I am currently implementing the Mash algorithm for genome comparison. For this I need to create a sketch S(A) for each genome, which is a set of certain size s containing the lowest hash values corresponding to k-mers in the genome. To compare two genomes, I am computing the Jaccard index, for which I need an additional sketch of the union of the two genomes, i.e. S(A u B) for two genomes A and B. This should contain the s lowest hash values found in the union of A and B.

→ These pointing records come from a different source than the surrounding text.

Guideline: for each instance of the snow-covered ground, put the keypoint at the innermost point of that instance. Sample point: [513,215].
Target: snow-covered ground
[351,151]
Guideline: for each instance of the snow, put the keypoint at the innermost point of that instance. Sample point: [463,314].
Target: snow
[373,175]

I am computing the sketches as a TreeSet because in the original algorithm to compute a sketch I need to remove the biggest value from the set whenever I add a new value that is lower and the sketch has already reached the maximum size s. This is very easily accomplished using TreeSet because the largest value will be in the last position of the set.

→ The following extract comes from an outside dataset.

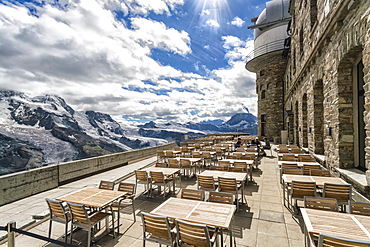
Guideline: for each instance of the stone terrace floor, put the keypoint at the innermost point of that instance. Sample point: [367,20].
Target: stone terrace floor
[264,221]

I have computed a union of two sketches and now want to remove the larger elements to reduce the sketch size to size s. I first implemented this using a while loop and removing the last element until reaching the desired size.

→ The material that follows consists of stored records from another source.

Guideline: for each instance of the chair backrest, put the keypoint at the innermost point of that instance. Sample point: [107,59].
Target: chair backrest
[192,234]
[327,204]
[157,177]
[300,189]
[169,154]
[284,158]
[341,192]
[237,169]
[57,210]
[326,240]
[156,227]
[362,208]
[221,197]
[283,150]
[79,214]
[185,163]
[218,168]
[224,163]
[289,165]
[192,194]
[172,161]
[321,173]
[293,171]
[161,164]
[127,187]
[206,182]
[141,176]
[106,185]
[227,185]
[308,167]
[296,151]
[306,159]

The following is my code using an example TreeSet and size s = 10:
SortedSet<Integer> example = new TreeSet<>();
for (int i = 0; i < 15; i++) {
example.add(i);
}
while (example.size() > 10) example.remove(example.last());
However, in the real application sketch sizes will be much larger and the size of the union can be up to two times the size of a single sketch. Trying to find a more efficient way to reduce the sketch size I found that you could convert the TreeSet to an array. Thus, my second approach would be the following:
Object[] temp = example.toArray();
int value = (int) temp[10];
example = example.headSet(value);
So, here I am getting the value at index s from the array, which I can then use to create a headSet from the TreeSet.
Now, I am wondering if there is a more efficient way to reduce the size of the TreeSet, where I don't need to iterate over the size of the TreeSet over and over again or generate an extra array.